Goa continues to mine illegally

By Mayabhushan Nagvenkar
Published: Monday 31 August 2009

A polluted waterbody near Bicholim mining site (Credit: Mayabhushan Nagvenkar) State government report stops short of taking action

a government inspection of 48 mines in Goa found 35 of them operating without a lease. Some of them did not have mandatory clearances. A committee chaired by the state's chief conservator of forests in a recent report highlighted the extent of illegalities in the state's Rs 6,000-crore mining industry. The opposition bjp alleged the committee did not take action despite chief minister Digambar Kamat's directive to stop illegal mining on the spot.

The report blew the lid off companies that work without requisite clearances or renewals. These include heavy weight mining companies such as Sesa Goa Ltd, Salgaonkar and Brothers, and V S Dempo. Sesa Goa's lease at Advalpale in Bicholim expired in 2007, the report said.

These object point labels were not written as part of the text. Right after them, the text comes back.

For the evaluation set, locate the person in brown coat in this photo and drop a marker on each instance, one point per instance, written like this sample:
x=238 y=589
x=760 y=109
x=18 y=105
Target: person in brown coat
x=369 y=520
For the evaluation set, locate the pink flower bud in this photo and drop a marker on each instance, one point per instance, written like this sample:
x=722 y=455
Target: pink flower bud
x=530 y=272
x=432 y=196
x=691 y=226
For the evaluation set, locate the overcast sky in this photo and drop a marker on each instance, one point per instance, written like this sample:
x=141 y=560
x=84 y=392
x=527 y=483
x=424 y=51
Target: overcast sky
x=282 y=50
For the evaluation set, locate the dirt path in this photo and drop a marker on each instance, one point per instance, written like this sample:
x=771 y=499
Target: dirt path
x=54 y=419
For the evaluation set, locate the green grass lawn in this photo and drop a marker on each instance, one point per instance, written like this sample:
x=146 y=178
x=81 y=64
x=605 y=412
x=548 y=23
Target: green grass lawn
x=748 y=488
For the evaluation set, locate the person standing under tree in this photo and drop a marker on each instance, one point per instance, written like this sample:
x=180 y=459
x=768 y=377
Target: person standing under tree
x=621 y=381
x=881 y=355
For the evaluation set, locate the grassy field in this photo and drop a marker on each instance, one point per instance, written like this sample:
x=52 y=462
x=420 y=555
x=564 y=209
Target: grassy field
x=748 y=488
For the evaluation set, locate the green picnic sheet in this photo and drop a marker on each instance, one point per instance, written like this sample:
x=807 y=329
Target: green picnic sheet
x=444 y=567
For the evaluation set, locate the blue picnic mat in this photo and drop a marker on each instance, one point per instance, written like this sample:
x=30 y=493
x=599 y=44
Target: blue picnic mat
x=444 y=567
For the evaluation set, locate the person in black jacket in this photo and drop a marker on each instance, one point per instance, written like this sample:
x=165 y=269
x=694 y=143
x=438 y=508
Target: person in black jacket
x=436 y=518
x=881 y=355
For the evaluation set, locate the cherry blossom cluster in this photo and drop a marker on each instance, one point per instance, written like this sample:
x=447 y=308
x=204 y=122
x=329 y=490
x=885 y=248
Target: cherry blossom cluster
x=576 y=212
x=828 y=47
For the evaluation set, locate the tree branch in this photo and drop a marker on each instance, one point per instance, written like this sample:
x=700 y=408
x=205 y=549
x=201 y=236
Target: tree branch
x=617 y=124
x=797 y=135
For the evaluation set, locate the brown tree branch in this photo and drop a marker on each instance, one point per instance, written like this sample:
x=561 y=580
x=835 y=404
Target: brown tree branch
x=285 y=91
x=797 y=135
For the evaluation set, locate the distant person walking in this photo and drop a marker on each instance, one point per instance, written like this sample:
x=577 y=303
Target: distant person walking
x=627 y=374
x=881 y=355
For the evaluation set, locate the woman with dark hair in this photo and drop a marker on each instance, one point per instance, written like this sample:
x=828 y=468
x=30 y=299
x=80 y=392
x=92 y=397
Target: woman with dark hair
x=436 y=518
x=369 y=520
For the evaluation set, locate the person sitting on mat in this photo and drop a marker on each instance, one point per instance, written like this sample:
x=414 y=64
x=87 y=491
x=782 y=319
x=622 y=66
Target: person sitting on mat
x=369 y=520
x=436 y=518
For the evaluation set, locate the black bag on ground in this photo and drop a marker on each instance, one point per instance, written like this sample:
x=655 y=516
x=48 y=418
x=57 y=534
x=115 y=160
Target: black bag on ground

The other two mining giants' leases at Quella in North Goa and Sanguem also expired in 2007. The companies, however, continued to extract ore.

Mining 60 metres from the Netravali Wildlife Sanctuary in South Goa also serves as an example. The forest department had refused licence renewal in 1991 in "the interest of wildlife management".

But work was on in full swing on about 75 hectares of the mining area, the report said. "Fresh excavations for...development work to open up mine were observed in the portion of a hillock. A number of trees were also found to have been logged."

Shashi Kumar, chair of the investigating committee, recommended a notice to the owner, Kunda Gharse of Anvalimola Conserapeda Mines, for mining illegally and chopping trees without the government's approval. Several mines, the report added, operate near the Bhagwan Mahaveer Wildlife Sanctuary in South Goa.

Why no action taken
Leader of opposition Manohar Parrikar said the report would make little difference. "The chief conservator of forests heads the forest department. In several cases, the mines do not have clearances from the department itself and yet the conservator has recommended cases to the department," Parrikar said. "He should have acted against illegal miners on the spot. The report is a faade." The director of mines, on the committee panel, could have acted immediately, he added. "One department will pass the buck to the other and illegal mining will continue." But the chief minister said the report made it clear the state government was committed to end illegal mining in Goa. "We are not giving new mining leases in the entire Western Ghats," Kamat said.

The committee was formed in the face of sustained pressure from non-profits and the opposition. They accused the Congress-led alliance of shielding illegal mining. Currently, about 100 mining tracts are leased for extraction of manganese, iron and bauxite ore, which is exported mostly to China and Japan. Illegal mining generates 18 per cent of the revenue.